We could attempt to correct the calculation, but that would leave us with
even larger arrays, which in practice rarely accumulate more than a handful
of packets. So, instead, put an arbitrary cap on the number of packets we
can put in a batch, and if we run out of space, process and flush the
batch.
Signed-off-by: David Gibson <david@gibson.dropbear.id.au>
---
packet.c | 13 ++++++++++++-
packet.h | 3 +++
passt.h | 2 --
tap.c | 18 +++++++++++++++---
tap.h | 3 ++-
vu_common.c | 3 ++-
6 files changed, 34 insertions(+), 8 deletions(-)

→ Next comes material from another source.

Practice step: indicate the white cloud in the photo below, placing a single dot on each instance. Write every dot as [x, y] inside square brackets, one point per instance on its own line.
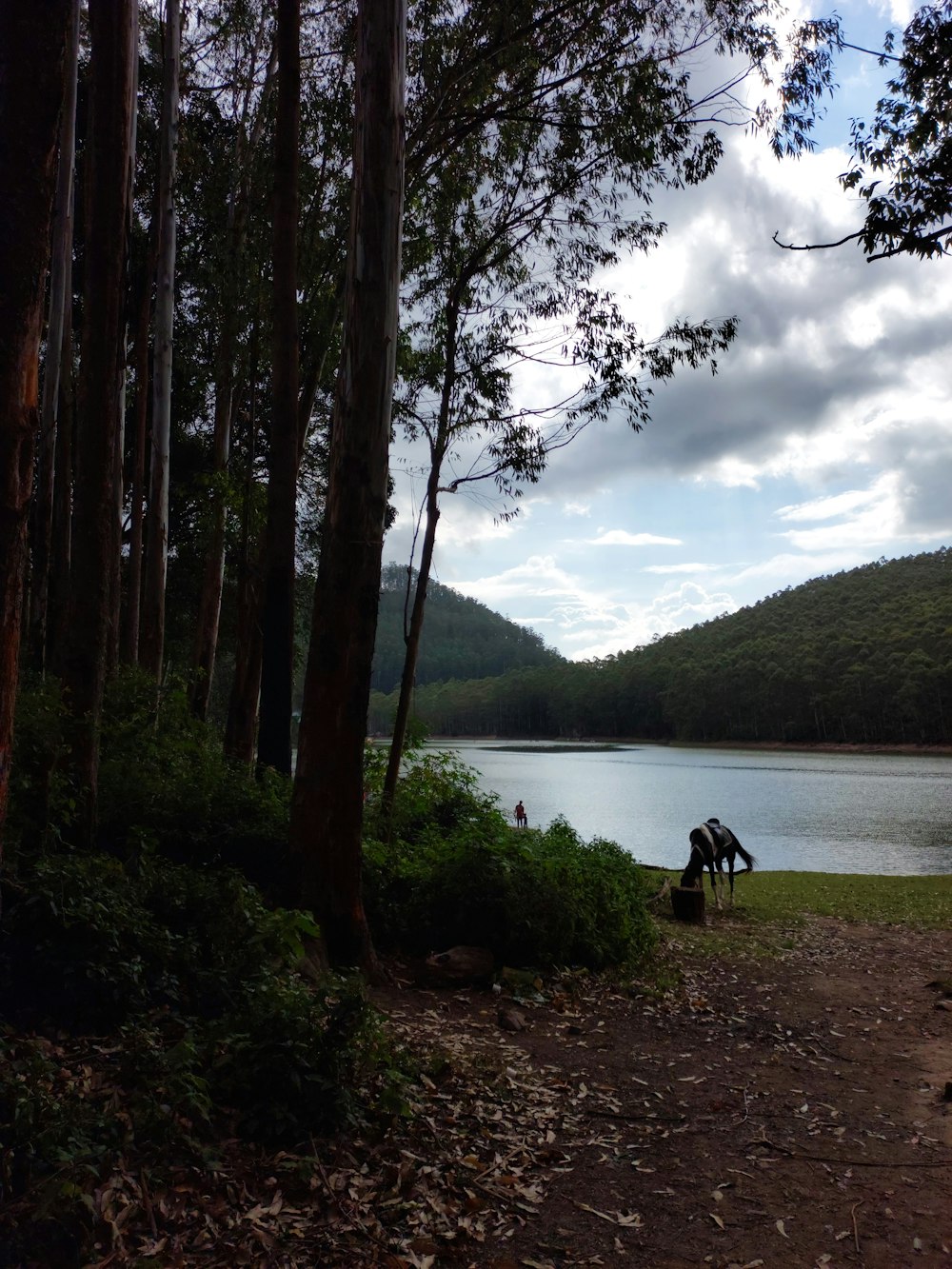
[678, 567]
[623, 538]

diff --git a/packet.c b/packet.c
index 5bfa7304..b68580cc 100644
--- a/packet.c
+++ b/packet.c
@@ -22,6 +22,17 @@
#include "util.h"
#include "log.h"
+/**
+ * pool_full() - Is a packet pool full?
+ * @p: Pointer to packet pool
+ *
+ * Return: true if the pool is full, false if more packets can be added
+ */
+bool pool_full(const struct pool *p)
+{
+ return p->count >= p->size;
+}
+
/**
* packet_add_do() - Add data as packet descriptor to given pool
* @p: Existing pool
@@ -35,7 +46,7 @@ void packet_add_do(struct pool *p, size_t len, const char *start,
{
size_t idx = p->count;
- if (idx >= p->size) {
+ if (pool_full(p)) {
trace("add packet index %zu to pool with size %zu, %s:%i",
idx, p->size, func, line);
return;
diff --git a/packet.h b/packet.h
index 98eb8812..3618f213 100644
--- a/packet.h
+++ b/packet.h
@@ -6,6 +6,8 @@
#ifndef PACKET_H
#define PACKET_H
+#include <stdbool.h>
+
/**
* struct pool - Generic pool of packets stored in nmemory
* @size: Number of usable descriptors for the pool
@@ -23,6 +25,7 @@ void packet_add_do(struct pool *p, size_t len, const char *start,
void *packet_get_do(const struct pool *p, const size_t idx,
size_t offset, size_t len, size_t *left,
const char *func, int line);
+bool pool_full(const struct pool *p);
void pool_flush(struct pool *p);
#define packet_add(p, len, start) \
diff --git a/passt.h b/passt.h
index 0dd4efa0..81b2787f 100644
--- a/passt.h
+++ b/passt.h
@@ -70,8 +70,6 @@ static_assert(sizeof(union epoll_ref) <= sizeof(union epoll_data),
#define TAP_BUF_BYTES \
ROUND_DOWN(((ETH_MAX_MTU + sizeof(uint32_t)) * 128), PAGE_SIZE)
-#define TAP_MSGS \
- DIV_ROUND_UP(TAP_BUF_BYTES, ETH_ZLEN - 2 * ETH_ALEN + sizeof(uint32_t))
#define PKT_BUF_BYTES MAX(TAP_BUF_BYTES, 0)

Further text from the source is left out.